Nos conocimos en un palacio, pero ocho meses después ya no tenía casa fija, y su destino ha sido desde entonces como el del Errante, víctima del estigma de otra antigua religión, una religión que se dice inspirada por su dios para matar.La ocasión fue apacible y jovial, como lo suelen ser los encuentros de escritores, paliado en ese caso el nivel de confusión gregaria por la generosidad de la Wheatland Foundatión y sus ricos patronos allí a todas horas visibles, una Getty y un Weidenfeld -el Weidenfeld capo de la célebre editorial británica-, que nos habían instalado espléndidamente en el hotel Ritz de Lisboa y trataban en todo a sus invitados no como a cursillistas, sino como a artistas; de cine. Encima, había estrellas.

Una tarde, mientras discurría la ponencia italiana, que quedó aburrida, recuerdo haberme distraído con mi compañero de asiento rococó contando los Nobel por mesa cuadrada que escuchaban bajo aquellos techos estucados del palacio de Queluz; nos salieron ocho, entre los ya galardonados -Milosz, Brodsky- y los futuros infalibles, que me callo, porque dicen los escritores supersticiosos que hacer quinielas gafa un premio. Pero conste que desde aquel junio de 1988 ya hemos acertado uno, y no el que usted, lector patriota, se imagina, para nosotros inimaginable.

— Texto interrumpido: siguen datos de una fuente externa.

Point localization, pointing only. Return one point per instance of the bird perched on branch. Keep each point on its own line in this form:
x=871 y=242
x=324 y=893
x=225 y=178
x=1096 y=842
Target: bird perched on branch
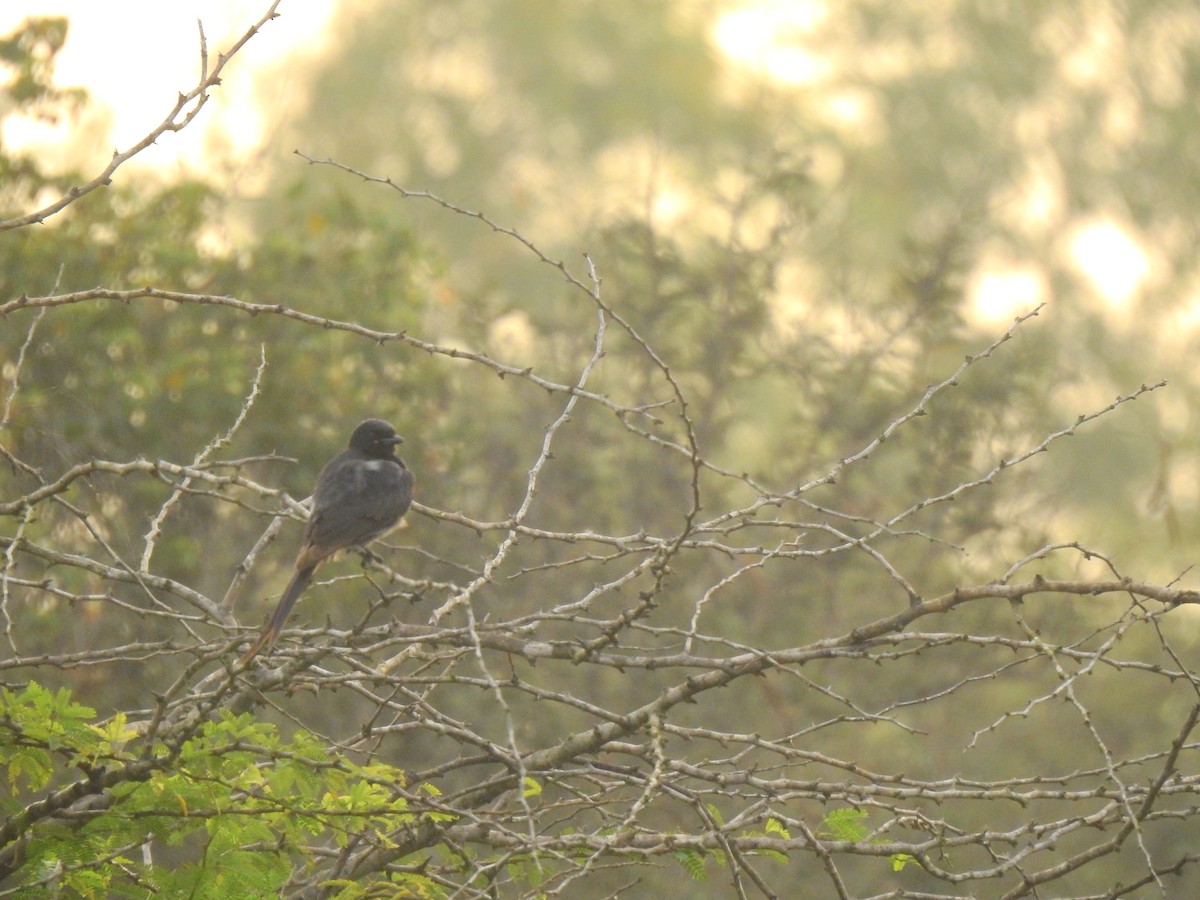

Recuerdo bien el día de la mesa redonda española por dos motivos trágicos. Nuestra delegación la componían Gonzalo Torrente Ballester, Jaime Salinas, Juan Benet, Luis Suñén, Montserrat Roig y quien escribe esto, y no se vea en mi afirmación un gesto de piadoso recordatorio a la amiga muerta, pero la Roig, como naturalmente también la llamábamos en Lisboa, tuvo una intervención admirable sobre la literatura en catalán, precisa, verdadera, medidamente optimista y exenta del victimismo. paleto que -en mi experiencia de congresista- predomina en el discurso de los escritores "de las nacionalidades" fuera de España; en el caso de la Roig, la inteligencia de sus argumentos se veía acrecentada por ir mezclados con cordura a los de otro tópico que ha hecho correr ríos de tinta patética, el de la literatura femenina.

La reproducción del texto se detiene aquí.